Das beim Verfassungsgerichtshof zu B356/09 protokollierte Beschwerdeverfahren richtet sich gegen einen Bescheid des UVS Niederösterreich betreffend den zweiten handelsrechtlichen Geschäftsführer derselben HandelsgesmbH, mit dem auch dieser wegen Beschäftigung eines polnischen Staatsbürgers einer Übertretung gemäß den §§28 Abs1 Z1 lita iVm §3 Abs1 AuslBG für schuldig erkannt und über ihn eine Geldstrafe in Höhe von € 8.000,-- (8 Tage Ersatzfreiheitsstrafe) verhängt wurde.

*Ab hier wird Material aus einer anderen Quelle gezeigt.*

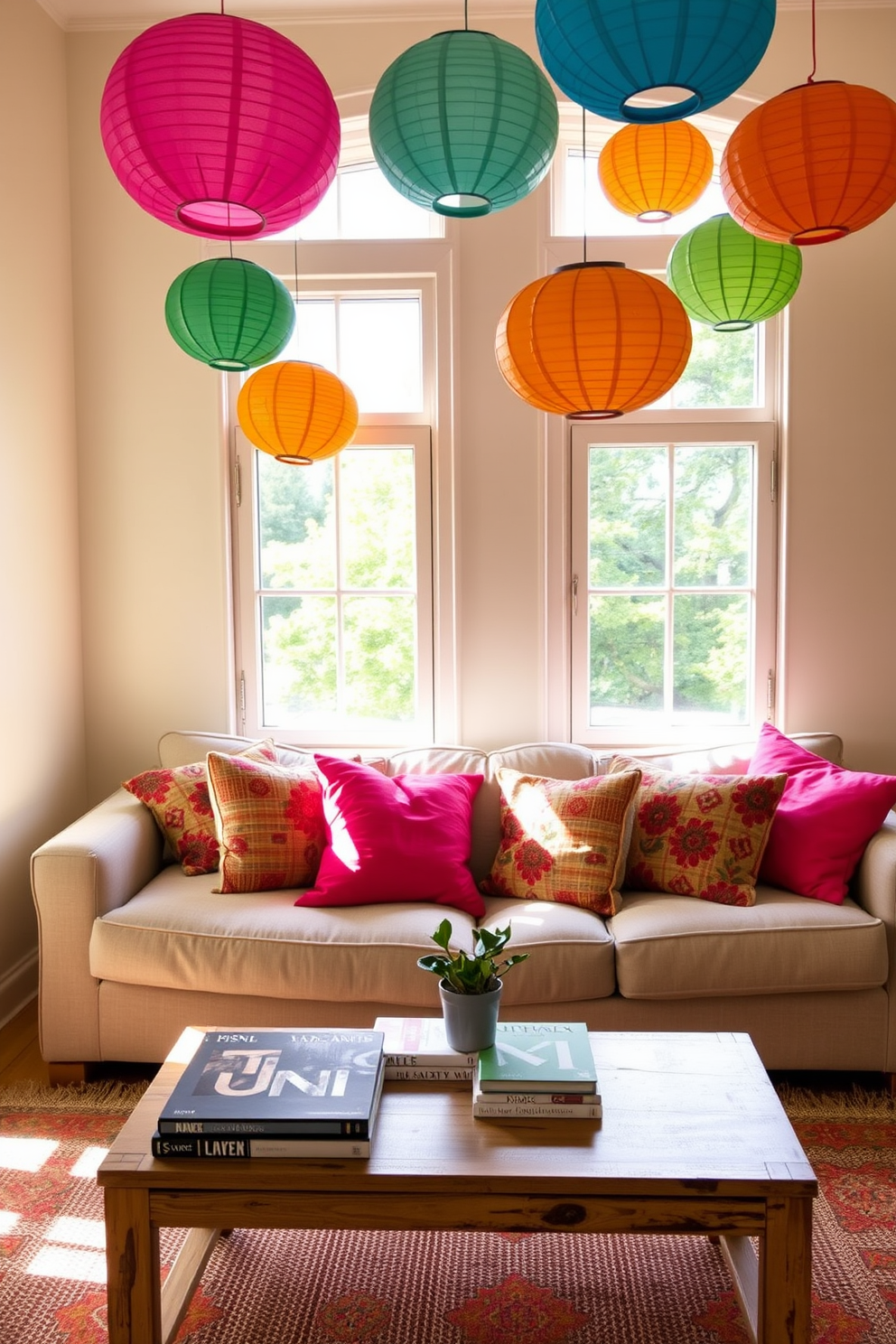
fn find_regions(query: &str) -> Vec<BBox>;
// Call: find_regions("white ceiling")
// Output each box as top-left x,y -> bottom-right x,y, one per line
33,0 -> 896,31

2. Gegen diese beiden Bescheide richten sich die vorliegenden, auf Art144 B-VG gestützten (weitgehend gleichlautenden) Beschwerden, in denen Verstöße gegen die verfassungsgesetzlich gewährleisteten Rechte auf Gleichheit aller Staatsbürger vor dem Gesetz, auf eine effektive Beschwerde und auf ein faires Verfahren sowie auf keine Strafe ohne Gesetz gerügt werden.

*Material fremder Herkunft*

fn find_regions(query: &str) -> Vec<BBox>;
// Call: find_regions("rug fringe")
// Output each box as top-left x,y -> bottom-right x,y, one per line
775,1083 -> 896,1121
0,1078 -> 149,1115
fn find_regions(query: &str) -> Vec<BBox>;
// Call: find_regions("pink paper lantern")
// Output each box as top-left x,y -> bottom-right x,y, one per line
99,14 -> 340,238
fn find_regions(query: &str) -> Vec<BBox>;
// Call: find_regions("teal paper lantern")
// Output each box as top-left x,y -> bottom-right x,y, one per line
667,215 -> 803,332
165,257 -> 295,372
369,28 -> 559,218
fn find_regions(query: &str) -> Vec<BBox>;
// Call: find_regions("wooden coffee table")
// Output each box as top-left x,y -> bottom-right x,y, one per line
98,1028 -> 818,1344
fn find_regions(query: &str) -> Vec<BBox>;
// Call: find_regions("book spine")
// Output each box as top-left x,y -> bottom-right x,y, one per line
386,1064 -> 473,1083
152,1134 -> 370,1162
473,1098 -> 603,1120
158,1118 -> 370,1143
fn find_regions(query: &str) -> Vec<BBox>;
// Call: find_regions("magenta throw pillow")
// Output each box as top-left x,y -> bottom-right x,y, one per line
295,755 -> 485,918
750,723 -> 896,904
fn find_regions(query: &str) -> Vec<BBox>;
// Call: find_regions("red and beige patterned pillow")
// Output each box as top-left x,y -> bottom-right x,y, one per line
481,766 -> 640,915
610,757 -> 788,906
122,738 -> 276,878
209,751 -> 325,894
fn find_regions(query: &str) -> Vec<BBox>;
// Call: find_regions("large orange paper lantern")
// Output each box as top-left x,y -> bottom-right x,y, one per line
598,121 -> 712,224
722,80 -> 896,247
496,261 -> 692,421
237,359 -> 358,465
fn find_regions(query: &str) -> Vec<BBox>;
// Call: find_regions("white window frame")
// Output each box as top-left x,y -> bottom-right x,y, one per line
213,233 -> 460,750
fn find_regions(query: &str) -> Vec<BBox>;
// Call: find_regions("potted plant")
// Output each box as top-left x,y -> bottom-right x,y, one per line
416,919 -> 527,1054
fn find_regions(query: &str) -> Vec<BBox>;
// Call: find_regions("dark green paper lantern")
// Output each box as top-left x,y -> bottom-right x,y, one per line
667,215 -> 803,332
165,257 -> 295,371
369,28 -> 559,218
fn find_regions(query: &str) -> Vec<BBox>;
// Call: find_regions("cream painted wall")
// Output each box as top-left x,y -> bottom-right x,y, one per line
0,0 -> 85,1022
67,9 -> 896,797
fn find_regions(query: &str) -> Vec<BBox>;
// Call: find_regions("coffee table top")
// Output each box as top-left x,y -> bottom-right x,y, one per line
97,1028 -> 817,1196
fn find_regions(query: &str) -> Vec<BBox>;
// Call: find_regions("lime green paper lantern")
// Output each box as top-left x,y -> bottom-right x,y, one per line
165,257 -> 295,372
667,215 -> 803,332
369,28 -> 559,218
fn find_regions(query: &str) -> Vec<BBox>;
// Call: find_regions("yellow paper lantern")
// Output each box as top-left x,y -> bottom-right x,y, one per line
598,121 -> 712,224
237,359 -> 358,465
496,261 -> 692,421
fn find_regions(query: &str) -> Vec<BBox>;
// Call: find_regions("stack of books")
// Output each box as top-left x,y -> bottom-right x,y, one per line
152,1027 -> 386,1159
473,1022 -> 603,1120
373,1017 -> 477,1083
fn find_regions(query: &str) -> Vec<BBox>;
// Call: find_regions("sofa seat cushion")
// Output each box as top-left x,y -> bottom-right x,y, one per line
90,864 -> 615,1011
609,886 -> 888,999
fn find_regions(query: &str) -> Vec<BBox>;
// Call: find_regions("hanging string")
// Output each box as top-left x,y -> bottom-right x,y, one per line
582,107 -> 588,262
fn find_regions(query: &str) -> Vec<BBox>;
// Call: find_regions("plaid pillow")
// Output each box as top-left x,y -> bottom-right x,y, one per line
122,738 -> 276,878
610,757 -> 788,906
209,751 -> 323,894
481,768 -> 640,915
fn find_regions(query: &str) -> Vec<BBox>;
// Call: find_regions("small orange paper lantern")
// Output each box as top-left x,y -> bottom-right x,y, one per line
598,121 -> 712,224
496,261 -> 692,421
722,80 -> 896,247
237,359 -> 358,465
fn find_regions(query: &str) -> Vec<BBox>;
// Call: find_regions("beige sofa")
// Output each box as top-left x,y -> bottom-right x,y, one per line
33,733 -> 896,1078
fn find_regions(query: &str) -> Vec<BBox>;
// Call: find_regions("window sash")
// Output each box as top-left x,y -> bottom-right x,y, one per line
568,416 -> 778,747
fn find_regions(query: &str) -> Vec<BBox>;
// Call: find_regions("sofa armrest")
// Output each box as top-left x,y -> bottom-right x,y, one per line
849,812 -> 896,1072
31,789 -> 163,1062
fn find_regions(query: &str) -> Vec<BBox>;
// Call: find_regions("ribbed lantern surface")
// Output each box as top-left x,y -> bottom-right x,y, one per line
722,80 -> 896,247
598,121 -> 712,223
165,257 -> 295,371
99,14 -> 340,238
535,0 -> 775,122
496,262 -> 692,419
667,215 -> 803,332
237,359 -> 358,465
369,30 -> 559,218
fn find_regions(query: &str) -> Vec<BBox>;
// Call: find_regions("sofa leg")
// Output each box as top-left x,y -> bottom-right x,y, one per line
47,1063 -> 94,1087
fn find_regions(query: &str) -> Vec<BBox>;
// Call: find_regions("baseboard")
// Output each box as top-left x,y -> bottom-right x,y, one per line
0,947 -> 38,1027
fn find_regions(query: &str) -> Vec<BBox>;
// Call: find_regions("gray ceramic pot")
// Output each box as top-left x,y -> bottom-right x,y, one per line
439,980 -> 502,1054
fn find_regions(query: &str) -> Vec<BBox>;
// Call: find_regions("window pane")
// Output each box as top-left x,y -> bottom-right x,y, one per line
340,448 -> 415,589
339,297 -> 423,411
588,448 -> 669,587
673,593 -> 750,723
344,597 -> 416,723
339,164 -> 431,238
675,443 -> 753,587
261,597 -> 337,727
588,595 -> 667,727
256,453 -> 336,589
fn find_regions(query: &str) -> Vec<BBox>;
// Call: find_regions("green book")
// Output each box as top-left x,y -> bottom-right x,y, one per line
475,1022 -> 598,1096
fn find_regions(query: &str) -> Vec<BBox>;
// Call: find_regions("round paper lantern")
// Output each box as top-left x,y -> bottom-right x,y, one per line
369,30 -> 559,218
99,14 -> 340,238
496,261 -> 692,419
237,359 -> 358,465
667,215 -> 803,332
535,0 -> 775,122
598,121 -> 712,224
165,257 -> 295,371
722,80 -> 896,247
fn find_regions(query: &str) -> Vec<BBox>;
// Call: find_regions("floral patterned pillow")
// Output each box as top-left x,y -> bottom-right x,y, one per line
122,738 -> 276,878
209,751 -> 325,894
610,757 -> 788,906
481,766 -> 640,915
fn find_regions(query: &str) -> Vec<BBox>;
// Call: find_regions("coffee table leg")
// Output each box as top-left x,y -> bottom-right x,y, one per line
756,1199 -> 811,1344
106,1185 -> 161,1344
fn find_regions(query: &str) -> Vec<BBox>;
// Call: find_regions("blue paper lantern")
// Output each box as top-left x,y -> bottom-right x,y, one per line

Die Beschwerdeführer behaupten im Wesentlichen, durch die Anwendung der Wortfolge "in dem nur dem Beschuldigten das Recht der Berufung zusteht" in §51 Abs7 VStG, die vom Verfassungsgerichtshof als verfassungswidrig aufgehoben worden ist (VfGH 6.11.2008, G86,87/08), in ihren verfassungsgesetzlich gewährleisteten Rechten auf eine effektive Beschwerde und auf Entscheidung in angemessener Frist verletzt worden zu sein, da die 15-monatige Frist des §51 Abs7 VStG in den vorliegenden Fällen verstrichen sei. Die Bestimmung sei zwar nach dem Wortlaut von Art140 Abs7 B-VG bis zum Ablauf der vom Verfassungsgerichtshof gesetzten Frist weiterhin anzuwenden und damit unangreifbar. Art140 Abs7 B-VG habe allerdings im Hinblick auf Art7 EMRK keine Gültigkeit für Strafbestimmungen (s. das Erkenntnis des Unabhängigen Verwaltungssenates Oberösterreich vom 1.10.1996, VwSen-390027/2/Gf/Km). Die bloß innerstaatliche Bestimmung des Art140 Abs7 B-VG sei auf Grund der widersprechenden völkerrechtlichen Bestimmung des Art7 Abs1 EMRK "teleologisch zu reduzieren". Bei §51 Abs7 VStG handle es sich zwar um keine materielle Strafbestimmung, jedoch hätten diese Überlegungen genauso für die Anwendbarkeit einer prozessualen Strafbestimmung zu gelten.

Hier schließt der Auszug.